Qualche suggerimento concreto.

- La Trinità è il mistero centrale della nostra fede. In ogni preghiera, in ogni sacramento, in ogni atto di culto la Chiesa si rivolge al Padre per mezzo di Cristo nello Spirito Santo. Saremo più attenti a cogliere la struttura trinitaria di ogni formula di fede e di ogni preghiera. Attenti in modo particolare alla recita del "Gloria al Padre..." e al segno della Croce.

- Attiverò il dialogo con la SS. Trinità. Posso rivolgermi a tutti e tre insieme: "Mio Dio, Trinità che adoro" (Elisabetta della Trinità).

Personalizzando il rapporto, posso rivolgermi ora al Padre: "Il Padre tuo vede nel segreto" (Mt 6,4)... "Abbà = papà" (Rm 8,15).

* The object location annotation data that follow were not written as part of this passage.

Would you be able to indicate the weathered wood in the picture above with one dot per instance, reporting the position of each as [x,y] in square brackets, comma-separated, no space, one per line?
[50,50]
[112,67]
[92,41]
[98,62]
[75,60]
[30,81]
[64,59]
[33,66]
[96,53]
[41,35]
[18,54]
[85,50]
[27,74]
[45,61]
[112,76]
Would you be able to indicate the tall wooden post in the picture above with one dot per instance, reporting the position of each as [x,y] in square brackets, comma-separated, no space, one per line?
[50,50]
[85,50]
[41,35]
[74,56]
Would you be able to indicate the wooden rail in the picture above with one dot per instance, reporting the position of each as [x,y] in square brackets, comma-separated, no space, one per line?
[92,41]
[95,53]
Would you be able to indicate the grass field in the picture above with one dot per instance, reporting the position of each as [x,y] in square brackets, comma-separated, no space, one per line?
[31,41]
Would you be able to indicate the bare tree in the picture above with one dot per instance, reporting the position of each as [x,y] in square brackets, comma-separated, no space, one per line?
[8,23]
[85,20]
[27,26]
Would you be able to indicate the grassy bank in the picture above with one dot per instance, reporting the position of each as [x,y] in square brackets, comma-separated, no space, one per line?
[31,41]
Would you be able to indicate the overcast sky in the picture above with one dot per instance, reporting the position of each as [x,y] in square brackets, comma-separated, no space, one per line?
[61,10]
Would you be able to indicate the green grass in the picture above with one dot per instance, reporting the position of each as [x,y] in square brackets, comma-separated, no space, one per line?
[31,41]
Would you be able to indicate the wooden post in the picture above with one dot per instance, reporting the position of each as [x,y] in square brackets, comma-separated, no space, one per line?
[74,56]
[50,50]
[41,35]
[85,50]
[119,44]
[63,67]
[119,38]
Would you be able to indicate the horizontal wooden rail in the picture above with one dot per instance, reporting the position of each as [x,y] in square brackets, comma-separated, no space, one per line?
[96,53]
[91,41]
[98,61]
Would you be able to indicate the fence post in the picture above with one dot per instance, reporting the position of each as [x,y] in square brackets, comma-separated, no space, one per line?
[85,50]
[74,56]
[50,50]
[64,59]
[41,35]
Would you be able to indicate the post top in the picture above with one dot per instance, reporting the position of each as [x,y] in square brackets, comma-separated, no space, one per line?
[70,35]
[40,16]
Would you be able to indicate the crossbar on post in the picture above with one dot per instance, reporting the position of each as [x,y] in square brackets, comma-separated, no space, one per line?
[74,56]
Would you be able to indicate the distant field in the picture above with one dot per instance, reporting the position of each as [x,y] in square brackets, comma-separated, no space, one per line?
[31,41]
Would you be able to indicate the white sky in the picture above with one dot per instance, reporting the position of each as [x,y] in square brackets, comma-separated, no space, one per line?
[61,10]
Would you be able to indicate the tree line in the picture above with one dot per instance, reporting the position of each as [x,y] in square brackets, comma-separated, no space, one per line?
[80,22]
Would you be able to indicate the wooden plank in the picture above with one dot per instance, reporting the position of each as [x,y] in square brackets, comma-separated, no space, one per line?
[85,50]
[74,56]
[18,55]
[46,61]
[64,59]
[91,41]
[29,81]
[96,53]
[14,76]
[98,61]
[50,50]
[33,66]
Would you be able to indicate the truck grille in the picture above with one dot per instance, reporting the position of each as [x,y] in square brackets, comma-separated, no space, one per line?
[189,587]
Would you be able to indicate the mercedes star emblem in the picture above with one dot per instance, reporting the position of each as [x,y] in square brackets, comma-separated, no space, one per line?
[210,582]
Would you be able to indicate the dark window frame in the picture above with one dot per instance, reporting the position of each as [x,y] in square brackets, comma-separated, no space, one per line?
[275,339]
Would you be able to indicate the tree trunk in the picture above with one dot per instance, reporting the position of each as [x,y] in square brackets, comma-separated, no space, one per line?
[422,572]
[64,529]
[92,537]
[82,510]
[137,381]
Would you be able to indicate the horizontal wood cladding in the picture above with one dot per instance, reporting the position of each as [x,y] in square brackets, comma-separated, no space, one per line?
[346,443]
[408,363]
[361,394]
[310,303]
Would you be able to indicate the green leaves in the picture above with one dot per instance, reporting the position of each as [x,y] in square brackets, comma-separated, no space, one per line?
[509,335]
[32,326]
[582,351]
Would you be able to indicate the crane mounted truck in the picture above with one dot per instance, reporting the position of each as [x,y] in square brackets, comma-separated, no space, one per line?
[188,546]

Ora al Figlio, a Gesù, che è inseparabile dal Padre e dallo Spirito. Quando ricevo l'Eucaristia, Gesù mi introduce nel seno del Padre, nel cuore della Trinità.

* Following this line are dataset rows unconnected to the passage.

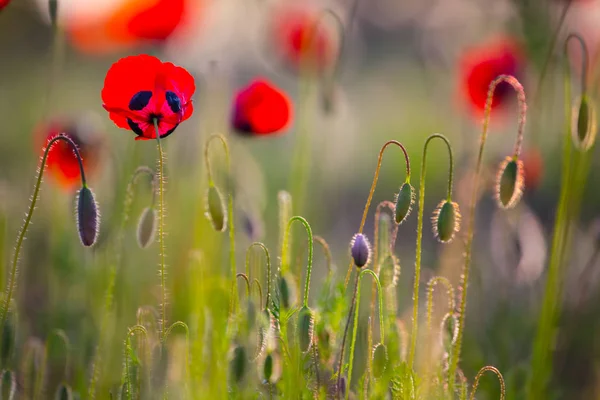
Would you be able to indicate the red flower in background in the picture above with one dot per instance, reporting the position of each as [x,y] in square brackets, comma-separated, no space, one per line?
[129,23]
[261,109]
[301,36]
[61,164]
[481,65]
[141,89]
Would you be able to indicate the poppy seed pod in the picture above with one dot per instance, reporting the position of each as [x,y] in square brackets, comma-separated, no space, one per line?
[446,221]
[360,249]
[238,363]
[584,124]
[403,202]
[215,209]
[88,217]
[379,360]
[389,271]
[305,328]
[146,227]
[510,182]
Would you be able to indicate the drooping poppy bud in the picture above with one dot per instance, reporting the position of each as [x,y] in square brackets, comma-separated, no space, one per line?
[88,217]
[446,221]
[510,182]
[584,124]
[379,360]
[215,209]
[360,249]
[146,227]
[389,271]
[403,203]
[305,328]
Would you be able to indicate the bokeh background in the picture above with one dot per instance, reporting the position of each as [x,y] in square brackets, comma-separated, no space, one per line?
[407,69]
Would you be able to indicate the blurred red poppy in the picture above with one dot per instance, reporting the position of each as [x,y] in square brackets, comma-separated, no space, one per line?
[61,164]
[261,109]
[482,64]
[129,23]
[302,38]
[139,90]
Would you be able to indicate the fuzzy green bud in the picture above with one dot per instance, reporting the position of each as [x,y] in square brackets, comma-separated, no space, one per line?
[215,209]
[510,182]
[404,202]
[88,217]
[446,221]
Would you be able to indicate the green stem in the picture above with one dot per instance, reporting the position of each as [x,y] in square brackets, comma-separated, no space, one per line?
[474,194]
[310,252]
[355,328]
[372,191]
[161,233]
[12,280]
[415,315]
[221,138]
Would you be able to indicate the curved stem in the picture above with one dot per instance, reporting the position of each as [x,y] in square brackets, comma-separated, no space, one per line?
[372,191]
[310,252]
[478,377]
[584,58]
[223,141]
[415,315]
[268,257]
[161,233]
[354,330]
[12,281]
[474,191]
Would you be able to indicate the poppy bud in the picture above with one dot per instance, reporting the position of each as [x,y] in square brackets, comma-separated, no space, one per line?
[63,392]
[238,363]
[510,182]
[584,124]
[403,203]
[88,218]
[379,360]
[389,271]
[215,209]
[287,291]
[360,249]
[146,227]
[305,328]
[446,221]
[271,368]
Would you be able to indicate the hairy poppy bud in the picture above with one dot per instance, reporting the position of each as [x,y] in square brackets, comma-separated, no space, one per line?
[403,203]
[389,271]
[215,209]
[146,227]
[305,328]
[238,363]
[88,218]
[584,124]
[379,360]
[510,182]
[360,249]
[446,221]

Ora allo Spirito Santo: cfr. la parola ascoltata la scorsa domenica.

- Il vortice di vita e d'amore, che è la famiglia trinitaria, dimora dentro di me, dentro di te. Io, tu siamo la casa della Trinità. Ma anche la Trinità è la casa dove noi dimoriamo, il grembo caldo in cui siamo custoditi e in cui si svolge la nostra vita. Ci pensiamo? Il saperlo cosa cambia in noi?

-L'esistenza cristiana è, in definitiva, una relazione d'amore col Padre e Figlio e Spirito Santo. Non si esaurisce, però, nel dialogo ecclesiale e individuale con le tre divine Persone.

Si esprime, bensì, nel trasferire il ritmo della vita trinitaria dentro i nostri rapporti sociali. Gesù è venuto a trapiantare sulla terra la civiltà, la cultura della Trinità che è l'amore scambievole. E' venuto a insegnarci "l'arte di amare" che è specifica della famiglia di Dio.

Ogni rinuncia all'egoismo, ogni gesto d'amore vero contribuisce a rendere la nostra comunità familiare, ecclesiale e sociale sempre più immagine e trasparenza della Trinità.

"Vedi la Trinità, se vedi la carità" (S. Agostino). Gli uomini hanno una nostalgia insopprimibile della Famiglia trinitaria dalla quale provengono e alla quale sono chiamati a tornare. Quando sperimentano l'amore vero di una persona o di una comunità, incontrano e quasi toccano con mano, anche se forse in modo ancora inconsapevole, la Trinità che lì è presente e si dona.